There have been a number of news
reports over the weekend about the possible use of chemical weapons by
Syrian opposition forces. Nothing has yet been confirmed by independent
investigators, but most news reports concern the use of a single round of
undetermined size that contained some sort of chlorine based chemical.
The third hand descriptions do not sound like chlorine gas,
but rather some sort of chlorine bleach based munition. This does not make a
lot of sense on a number of levels. While chlorine bleach (sodium hypochlorite)
is a corrosive when dissolved in water, significant amounts would have to be
splashed on someone to cause militarily significant wounds. Highly concentrated
bleach does readily decompose to give off chlorine gas, but the amounts present
in a single artillery warhead would not produce enough chlorine gas to be
lethal or even incapacitating in all but the most limited confined area.
To have an improvised chemical munition that could be
delivered by tube or even rocket artillery requires a shell that is designed to
be filled with a liquid, and can withstand the shock of launch without leaking.
It must also be equipped with a burster charge and fuse combination that will
make it detonate and disperse the chemical agent upon impact. Finally the whole
thing must be properly balanced and weighed so that the flight characteristics
will produce an adequate level of accuracy to allow delivery to the target
area. This is not something that can be whipped up in a casual machine shop.

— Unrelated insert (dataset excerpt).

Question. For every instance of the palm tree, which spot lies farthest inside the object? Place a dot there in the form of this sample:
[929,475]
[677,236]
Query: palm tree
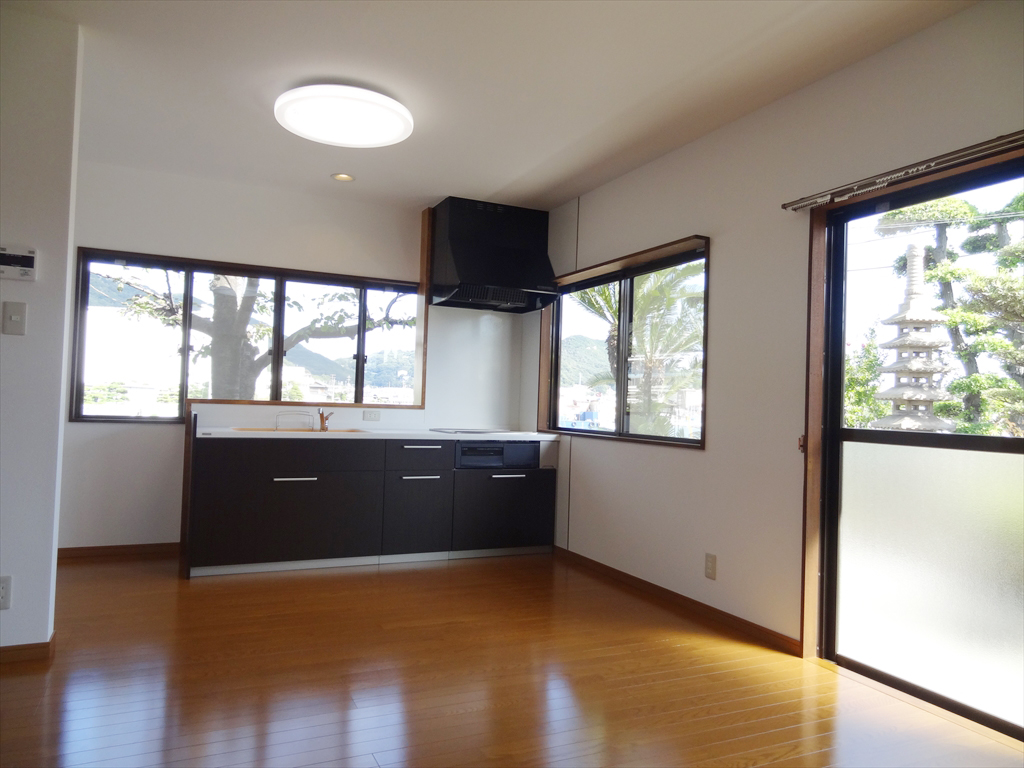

Syria probably has significant stocks of properly
constructed chemical weapon shells waiting to be filled; they reportedly have a
significant chemical weapons capability and inventory. Rebels may have gotten
their hands on some quantity of these empty shells. They may even have been
able to buy such shells on the black market from the defunct weapons programs
in Libya or Iraq or any number of old Soviet bloc countries.
If they had access to the empty chemical munitions, it makes
no sense for them to fill even one of their almost certainly limited supply
with bleach since it is such an ineffective chemical weapon. If one were going
for just the contact corrosive effect there are any number of commercially
available corrosives which would have produced much nastier chemical burns. If
they were going for a toxic effect, there are other more lethal industrial
chemicals or pesticides which would have been more effective.
What is much more likely is that a conventional artillery
shell hit a storage container containing bleach. Sodium hypochlorite in concentrations
as high at 60% is a fairly common chemical in a number of industrial operations
and is used as a disinfectant in drinking water systems and many cooling systems.
Breaching an industrial scale bleach storage tank would produce a chemical
effect over a much larger area than a single chemical shell.
This is one of the problems with conducting military
operations on urbanized terrain (MOUT the then current term when I last
professionally studied the subject low many years ago). Industrial areas
contain storage containers of various sizes of nasty chemicals. When an
artillery round or even a rocket propelled grenade punctures such a container,
the chemical is released into the environment. The tactical effects may be
virtually indistinguishable from a chemical attack.
On a strategic level politicians have to be very careful to
ensure that they can distinguish between accidentally released industrial
chemicals and the deliberate attack with chemical munitions. While both may cause
death and disfigurement to innocent civilians the latter may require a formal
military response while the former may just merit a call for a cease fire to
allow the dead and wounded to be evacuated and treated.
The situation calls for a very careful and thorough
investigation by people who know their business. I am glad to hear that
the OPCW has been brought into the process by the UN.